Rabbi Barry Marcus, of the respected Central London Synagogue, says: “Kabbalah is not what it appears to be.

“They are using techniques found in cults to suck people in. Their centers are in rich areas to attract people with money. There is no spiritual dimension whatsoever.”

This is the kind of thing that leaves Ritchie “scratching my head. I can only assume that some people hate what they don’t understand.”

But is it a cult?

“Kabbalah actively encourages you to continually ask questions, so it is actually the very antithesis of a cult.”

But no serious-minded philosophy needs Britney Spears as one of its most famous exponents, right?

“They [the kabbalah] target celebrities because they want the publicity and to spread the word,” says Ritchie. “We don’t all hang out together.
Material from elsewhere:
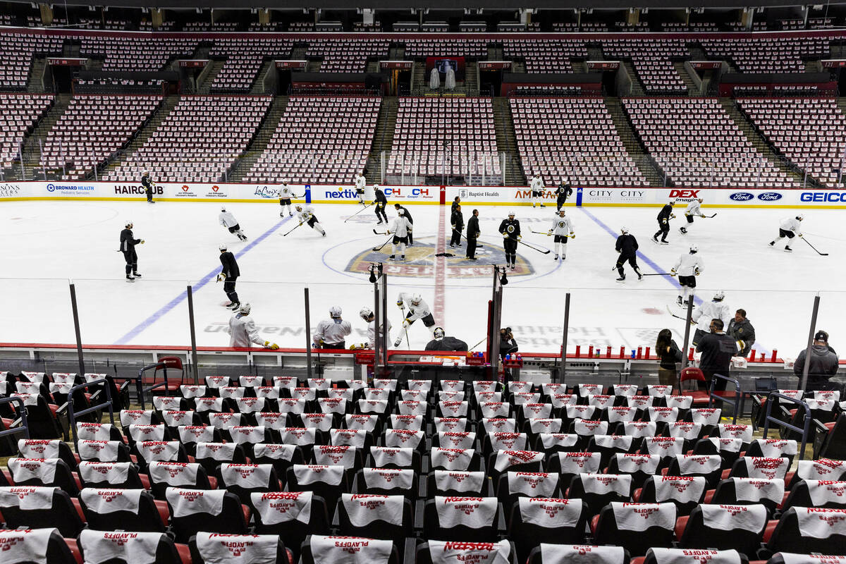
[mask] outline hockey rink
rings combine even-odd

Some of them are very committed, others not so.”

Ritchie does admit that his wife and he have different approaches.

“She’s more into the spiritual stuff,” he says, “while I’m more interested in the scientific side of things.”

Is it true, then, that kabbalah devotees are given specially chosen alternative names? (Madonna apparently now goes by the name Esther.)

“Never heard of this alternative-name thing,” he laughs. “Next?”

How much does it cost to join? The celebs are being asked to give up large proportions of their salaries, aren’t they?

“After six years of receiving all this wisdom, she [Madonna] never received any kind of bill from anyone,” Ritchie insists. “In fact, I am completely unaware of any manipulation of anyone’s money.”